Além de Moura, também foram presos o presidente da Transunião, Jair Ramos de Freitas, duas pessoas ligadas a ele e um integrante do PCC apontado como interlocutor da facção dentro da empresa. A Justiça determinou, ainda, o bloqueio de R$ 194 milhões em contas bancárias ligadas aos investigados e à companhia, 117 veículos, 21 imóveis e três embarcações.
A Gazeta do Povo procurou o gabinete do vereador, o PT, a Transunião e a SPTrans (secretaria municipal responsável pelo gerenciamento do transporte coletivo na capital paulista) para se pronunciarem sobre a operação desta quinta-feira (25) e aguarda retorno.
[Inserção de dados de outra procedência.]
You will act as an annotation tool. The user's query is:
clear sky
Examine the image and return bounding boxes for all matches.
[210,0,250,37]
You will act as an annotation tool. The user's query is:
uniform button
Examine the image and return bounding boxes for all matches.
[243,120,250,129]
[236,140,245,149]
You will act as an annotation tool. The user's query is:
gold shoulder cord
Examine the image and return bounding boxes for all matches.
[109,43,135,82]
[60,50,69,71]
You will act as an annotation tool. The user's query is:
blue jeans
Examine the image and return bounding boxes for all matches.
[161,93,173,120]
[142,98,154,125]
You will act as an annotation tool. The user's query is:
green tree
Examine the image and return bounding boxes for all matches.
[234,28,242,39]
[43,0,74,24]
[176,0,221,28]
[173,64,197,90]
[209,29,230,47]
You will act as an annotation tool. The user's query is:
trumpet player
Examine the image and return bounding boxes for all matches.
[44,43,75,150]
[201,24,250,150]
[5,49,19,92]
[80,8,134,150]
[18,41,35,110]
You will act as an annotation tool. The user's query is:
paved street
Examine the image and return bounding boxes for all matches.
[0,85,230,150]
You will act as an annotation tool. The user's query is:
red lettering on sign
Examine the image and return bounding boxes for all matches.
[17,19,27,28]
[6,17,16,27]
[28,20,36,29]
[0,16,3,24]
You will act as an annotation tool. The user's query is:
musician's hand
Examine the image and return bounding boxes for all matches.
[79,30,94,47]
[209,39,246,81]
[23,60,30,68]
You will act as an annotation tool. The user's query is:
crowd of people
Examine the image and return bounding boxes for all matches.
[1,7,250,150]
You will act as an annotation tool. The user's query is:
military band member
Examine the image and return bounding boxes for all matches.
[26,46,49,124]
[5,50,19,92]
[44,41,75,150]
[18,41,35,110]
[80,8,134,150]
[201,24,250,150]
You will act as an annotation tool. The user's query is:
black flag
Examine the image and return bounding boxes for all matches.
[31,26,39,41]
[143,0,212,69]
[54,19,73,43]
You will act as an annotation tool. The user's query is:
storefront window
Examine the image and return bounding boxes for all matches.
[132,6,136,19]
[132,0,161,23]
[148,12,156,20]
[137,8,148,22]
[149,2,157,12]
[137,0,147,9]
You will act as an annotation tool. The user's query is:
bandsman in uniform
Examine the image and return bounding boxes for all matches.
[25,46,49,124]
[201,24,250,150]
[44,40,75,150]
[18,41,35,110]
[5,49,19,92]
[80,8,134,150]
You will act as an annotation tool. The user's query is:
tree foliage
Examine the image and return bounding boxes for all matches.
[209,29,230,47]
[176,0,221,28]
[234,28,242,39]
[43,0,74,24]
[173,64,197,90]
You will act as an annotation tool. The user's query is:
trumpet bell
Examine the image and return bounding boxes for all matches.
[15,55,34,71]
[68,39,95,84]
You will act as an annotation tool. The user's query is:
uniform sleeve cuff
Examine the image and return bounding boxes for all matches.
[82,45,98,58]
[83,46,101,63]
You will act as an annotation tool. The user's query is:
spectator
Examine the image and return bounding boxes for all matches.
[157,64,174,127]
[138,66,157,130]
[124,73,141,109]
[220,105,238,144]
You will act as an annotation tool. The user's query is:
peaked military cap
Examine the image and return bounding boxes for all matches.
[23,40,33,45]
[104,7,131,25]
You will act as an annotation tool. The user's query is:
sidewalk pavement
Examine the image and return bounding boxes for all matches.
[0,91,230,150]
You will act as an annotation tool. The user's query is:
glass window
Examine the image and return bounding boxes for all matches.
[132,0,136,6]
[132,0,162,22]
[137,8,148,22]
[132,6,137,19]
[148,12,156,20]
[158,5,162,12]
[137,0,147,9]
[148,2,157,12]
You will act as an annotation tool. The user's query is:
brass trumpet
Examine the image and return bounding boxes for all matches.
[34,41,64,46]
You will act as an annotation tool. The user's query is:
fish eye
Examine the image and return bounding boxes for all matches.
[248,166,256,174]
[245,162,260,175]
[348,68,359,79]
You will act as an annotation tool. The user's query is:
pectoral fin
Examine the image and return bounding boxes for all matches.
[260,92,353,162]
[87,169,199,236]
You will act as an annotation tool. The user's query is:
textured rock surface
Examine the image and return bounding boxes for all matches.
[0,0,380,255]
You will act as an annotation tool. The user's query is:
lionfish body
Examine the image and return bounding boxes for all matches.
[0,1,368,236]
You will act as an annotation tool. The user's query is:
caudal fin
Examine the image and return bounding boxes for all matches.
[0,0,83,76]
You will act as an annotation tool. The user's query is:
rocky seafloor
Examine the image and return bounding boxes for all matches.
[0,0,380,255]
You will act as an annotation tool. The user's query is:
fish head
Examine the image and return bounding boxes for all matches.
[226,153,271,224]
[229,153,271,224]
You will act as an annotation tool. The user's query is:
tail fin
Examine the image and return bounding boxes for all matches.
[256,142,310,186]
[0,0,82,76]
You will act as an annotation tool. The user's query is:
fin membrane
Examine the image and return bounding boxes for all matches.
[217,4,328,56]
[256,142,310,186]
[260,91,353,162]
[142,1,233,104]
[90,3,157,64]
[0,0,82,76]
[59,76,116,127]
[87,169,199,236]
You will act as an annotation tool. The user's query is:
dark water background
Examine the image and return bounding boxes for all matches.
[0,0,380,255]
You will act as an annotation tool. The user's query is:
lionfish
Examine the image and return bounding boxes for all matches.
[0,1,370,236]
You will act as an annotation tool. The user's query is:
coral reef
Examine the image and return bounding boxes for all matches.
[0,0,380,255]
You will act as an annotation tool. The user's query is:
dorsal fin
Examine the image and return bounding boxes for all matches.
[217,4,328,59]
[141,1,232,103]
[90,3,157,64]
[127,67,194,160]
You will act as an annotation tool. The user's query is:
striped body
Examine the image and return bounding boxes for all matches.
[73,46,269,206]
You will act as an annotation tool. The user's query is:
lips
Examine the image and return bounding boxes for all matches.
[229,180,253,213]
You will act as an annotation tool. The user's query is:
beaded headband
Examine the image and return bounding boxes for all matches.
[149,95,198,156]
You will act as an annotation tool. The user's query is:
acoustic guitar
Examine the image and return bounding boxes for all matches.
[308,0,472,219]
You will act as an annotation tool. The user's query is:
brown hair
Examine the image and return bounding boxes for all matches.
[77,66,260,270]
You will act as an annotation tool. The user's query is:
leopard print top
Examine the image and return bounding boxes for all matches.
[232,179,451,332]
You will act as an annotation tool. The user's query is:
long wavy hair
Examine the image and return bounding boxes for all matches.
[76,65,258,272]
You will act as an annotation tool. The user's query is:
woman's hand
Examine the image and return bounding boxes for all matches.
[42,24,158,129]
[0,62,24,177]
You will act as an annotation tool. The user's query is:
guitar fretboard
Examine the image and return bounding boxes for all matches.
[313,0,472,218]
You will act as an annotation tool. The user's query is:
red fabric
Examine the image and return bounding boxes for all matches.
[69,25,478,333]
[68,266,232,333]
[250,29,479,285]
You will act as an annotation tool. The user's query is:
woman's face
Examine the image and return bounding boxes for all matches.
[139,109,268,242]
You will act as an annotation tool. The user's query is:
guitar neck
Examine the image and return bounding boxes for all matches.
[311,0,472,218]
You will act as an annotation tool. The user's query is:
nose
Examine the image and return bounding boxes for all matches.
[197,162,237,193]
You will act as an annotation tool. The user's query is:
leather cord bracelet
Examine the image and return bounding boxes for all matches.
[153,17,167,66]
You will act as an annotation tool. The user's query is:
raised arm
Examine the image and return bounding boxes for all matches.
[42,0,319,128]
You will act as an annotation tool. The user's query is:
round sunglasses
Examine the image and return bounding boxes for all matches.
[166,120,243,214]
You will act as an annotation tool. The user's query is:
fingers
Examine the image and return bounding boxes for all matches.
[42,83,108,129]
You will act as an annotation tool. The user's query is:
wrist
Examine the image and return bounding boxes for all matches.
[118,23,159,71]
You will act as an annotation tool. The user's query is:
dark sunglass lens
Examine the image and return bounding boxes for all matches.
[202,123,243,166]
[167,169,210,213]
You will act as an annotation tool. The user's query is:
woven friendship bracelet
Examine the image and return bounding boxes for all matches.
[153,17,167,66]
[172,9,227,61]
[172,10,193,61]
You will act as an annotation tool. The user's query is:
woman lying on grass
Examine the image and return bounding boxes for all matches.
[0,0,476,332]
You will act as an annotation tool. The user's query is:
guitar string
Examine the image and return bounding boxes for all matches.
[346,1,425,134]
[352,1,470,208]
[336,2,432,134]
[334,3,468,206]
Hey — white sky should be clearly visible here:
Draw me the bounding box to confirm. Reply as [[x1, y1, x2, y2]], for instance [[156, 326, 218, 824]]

Segundo o Ministério Público de São Paulo e a Polícia Civil, Senival Moura é suspeito de participar da estrutura empresarial que, de acordo com as apurações, teria sido utilizada para movimentar e ocultar recursos atribuídos à facção criminosa. A Transunião, aponta a investigação, era controlada por um núcleo paralelo que tomava decisões estratégicas e transferia recursos para pessoas associadas ao PCC
As investigações tiveram início após o assassinato de Adauto Soares Jorge, então presidente da Transunião, em 2020. A partir da apuração do crime, promotores e policiais identificaram indícios de que a concessionária estaria sendo utilizada para a prática de lavagem de dinheiro e ocultação de patrimônio.
De acordo com os investigadores, foram reunidas provas robustas sobre a utilização da empresa para movimentar recursos supostamente ligados ao crime organizado. Somente em 2025, a concessionária recebeu mais de R$ 300 milhões provenientes do sistema de transporte público paulistano.
A empresa opera 51 linhas de ônibus que transportam 389 mil passageiros por dia principalmente na Zona Leste da capital paulista.
Movimentações financeiras suspeitas
O Ministério Público e a Polícia Civil também identificaram semelhanças entre a movimentação financeira investigada na Operação Última Parada com outras ações contra o PCC, como as descobertas nas investigações que levaram à Carbono Oculto, Vérnix e Mafiusi. Esta última apurou o tráfico internacional de drogas envolvendo a facção paulista e a máfia italiana ‘Ndrangheta.
Outro ponto que chamou a atenção das autoridades foi a mudança na estrutura societária da empresa ao longo dos anos, em que seu capital social saltou de pouco mais de R$ 100 mil para mais de R$ 50 milhões sem que a origem dos recursos tivesse sido esclarecida.
Além do bloqueio de bens, a Justiça determinou o afastamento dos diretores da empresa e comunicou a prefeitura de São Paulo para adoção de medidas administrativas necessárias. O objetivo é assegurar a continuidade e a regularidade do transporte prestado à população enquanto as investigações prosseguem.
Infiltração do PCC no transporte público
A operação ocorre pouco mais de um ano após a deflagração da Operação Fim da Linha, em 2024, que desarticulou organizações acusadas de lavar dinheiro do PCC por meio de empresas de ônibus na capital paulista. Na ocasião, as investigações apontaram o uso do setor de transporte coletivo para movimentar recursos provenientes do tráfico de drogas, roubos e outros crimes.
Após a operação, a prefeitura de São Paulo promoveu uma intervenção nas empresas que foram alvo e eram responsáveis pelo transporte diário de cerca de 700 mil passageiros. Para os promotores responsáveis pelo caso, um dos aspectos mais graves identificados foi justamente a infiltração do PCC em serviços públicos essenciais.
Segundo o Ministério Público, o setor se tornou atrativo para a facção por movimentar grandes volumes de dinheiro, contratos milionários com o poder público e estrutura empresarial capaz de dar aparência de legalidade a recursos de origem ilícita. Integrantes do PCC teriam assumido participação direta ou indireta em empresas do transporte coletivo, utilizando dirigentes, sócios e pessoas interpostas para controlar decisões e movimentações financeiras.
Os investigadores apontam que recursos provenientes do tráfico de drogas, roubos e outros crimes eram misturados às receitas das companhias, dificultando a identificação da origem do dinheiro e permitindo sua circulação no mercado formal.